We went to a seminary in Upstate New York, near Ogdensburg, for the weekend.
I don't want to get into the details here, but what I witnessed and experienced there in one weekend shocked me beyond anything I could have imagined. Again, not by Father Murphy, but by some of the staff and students there.
It forever put to rest my thoughts about entering the priesthood.
You know what's really sad? In the old days, there is no one you would have trusted more. A priest, one assumed, would be the man most pushed internally to live a completely moral Christian life - someone who would move all things in his path to protect your child, both physically and spiritually. Today, you're right. You'd have to be crazy to allow your kid to be alone with a priest. The priesthood has been IMMENSELY devalued - and probably for the rest of my life. It will take years and decades before priests even have the opportunity of redeeming people's trust. But that's only if they truly address the underlying problems in the Church. It's not even apparent that they intend to do so. Priests today are seen, on average, at a much lower place morally than they were meant to be. It's really up to them to try, over time, to reclaim their moral standing and trust. They have an uphill battle. Nobody should be more intolerant of what's described in this article than they.
This is just another example of the media making an issue out of nothing, right? /sarcasm
We had a series of homosexual molestations of teenage boys by a priest in a neighboring town (including, horrificly, anal rape). Ten years ago, when a new priest (the present pastor) was sent to the parish, he discovered what was going on. He went to the authorities, both within and without the Church. (Of course, within the Church, he was ignored and told to keep things quiet.) But then he went public, and in the face of strict hierarchical orders not to do so, he asked the congregation for any information on other kids who might have been raped or abused. Information on other kids was brought forward, and this new priest spent years trying to help them. He has never been promoted, and is held in disdain to this day by the bishop of our diocese. Yet he was one of the (few) heros in all of this. I wish he could be our bishop.

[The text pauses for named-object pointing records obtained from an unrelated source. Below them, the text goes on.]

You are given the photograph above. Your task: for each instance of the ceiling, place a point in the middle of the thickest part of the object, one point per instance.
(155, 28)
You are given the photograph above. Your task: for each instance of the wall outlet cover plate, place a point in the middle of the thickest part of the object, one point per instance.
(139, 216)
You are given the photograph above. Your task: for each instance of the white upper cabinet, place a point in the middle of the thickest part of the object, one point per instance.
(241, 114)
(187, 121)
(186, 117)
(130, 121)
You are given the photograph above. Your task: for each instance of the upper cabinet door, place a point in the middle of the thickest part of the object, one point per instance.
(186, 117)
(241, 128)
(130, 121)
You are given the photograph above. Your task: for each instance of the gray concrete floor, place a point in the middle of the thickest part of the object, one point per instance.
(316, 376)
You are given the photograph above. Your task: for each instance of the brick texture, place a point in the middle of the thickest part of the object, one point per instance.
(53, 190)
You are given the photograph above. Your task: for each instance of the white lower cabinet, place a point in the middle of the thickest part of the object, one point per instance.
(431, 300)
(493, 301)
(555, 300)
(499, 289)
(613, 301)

You said it. Unbelievable.
Sink, in honesty I must say that most of the Catholics on this board seem to center their conversations on this subject around the greatness of and the survival of the Catholic Church.

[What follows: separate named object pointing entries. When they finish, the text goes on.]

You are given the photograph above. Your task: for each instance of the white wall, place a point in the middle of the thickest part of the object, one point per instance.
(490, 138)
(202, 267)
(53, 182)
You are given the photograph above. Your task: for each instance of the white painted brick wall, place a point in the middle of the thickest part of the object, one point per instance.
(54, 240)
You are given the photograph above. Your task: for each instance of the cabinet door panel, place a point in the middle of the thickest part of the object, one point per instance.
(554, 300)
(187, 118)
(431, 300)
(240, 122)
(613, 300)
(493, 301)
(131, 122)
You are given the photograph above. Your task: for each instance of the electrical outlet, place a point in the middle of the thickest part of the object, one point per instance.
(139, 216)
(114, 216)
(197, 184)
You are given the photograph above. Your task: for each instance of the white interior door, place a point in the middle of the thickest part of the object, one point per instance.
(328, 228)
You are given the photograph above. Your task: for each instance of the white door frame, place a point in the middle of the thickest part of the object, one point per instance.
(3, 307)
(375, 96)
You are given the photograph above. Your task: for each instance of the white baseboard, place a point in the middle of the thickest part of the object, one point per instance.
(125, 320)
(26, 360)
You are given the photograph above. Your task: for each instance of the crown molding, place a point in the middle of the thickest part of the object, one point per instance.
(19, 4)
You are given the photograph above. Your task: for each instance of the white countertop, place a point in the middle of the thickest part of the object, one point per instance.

In my opinion, the kids eventually are forgotten as the debate goes on about observing proper Catholic rules about how to handle it.
And... you are correct. Many, if not most societies have deviants. They are all over the Church, and are not ONLY residing in the Catholic portion. This is all of our problem, because the children are OUR ministry.
I agree with you to some extent. I am a children's pastor. I work primarily with kids from 7-12.
On occasion, I work exclusively with the 10-12 year olds.
As most know, church attendance is .... um... suspect during the Summer months.
I have rules about student-to-teacher ratios.
A little wisdom and common sense goes a long way.
One thing about kids this age-they go out of their way seeking acceptance and approval. This is why so many of them are abused.
I hate Satan!
Yet more good insight! You have a fortunate congregation. V's wife.